My large batch of plum + boysenberry wine is out the window!

To say this spring/summer has been a bit crap is an understatement! Late frosts, rain, wind, more rain, grey misery, snippets of searing heat, wind, more rain…and very hungry birds (almost tempted to get a cat!).

 

Not all fruit harvests have been bad though; golden plum played ball, currants (red + black), cherry plums are coming along and the apple, pear, blackberry and elderberry harvests are looking promising.

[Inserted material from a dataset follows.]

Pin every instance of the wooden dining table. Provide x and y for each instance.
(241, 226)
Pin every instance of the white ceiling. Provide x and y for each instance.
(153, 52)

I read somewhere once, about beer brewers whom make the leap from home-brewer to having a label, find that suddenly the pressure (not fun) is on to make consistent (same tasting) brews year in year out, the joy of experimenting and happy mistakes gone. For me, the pressure is on for making consistently good wines of course, but I don’t want to trap myself into thinking I need to make the same wines every year and if I do (and I have got my faves) I would hope that people would understand seasonal variations just like how grape wine vintages differ depending on what season they had (dry, wet, bush fires, disease...speaking of which, there’s going to be a champagne shortage this year due to a disease that affected the vines overseas; hello elderflower champagne!).

 

Anyway, what I’m trying to say, long story short, there won’t be any plum + boysenberry wine for 2024, but I’m making up a bit of a medley using plums, boysenberries, blackcurrants and eucalyptus (yep), it’s deep and rich and possibly will not be repeated, unless of course it’s totally mind blowing!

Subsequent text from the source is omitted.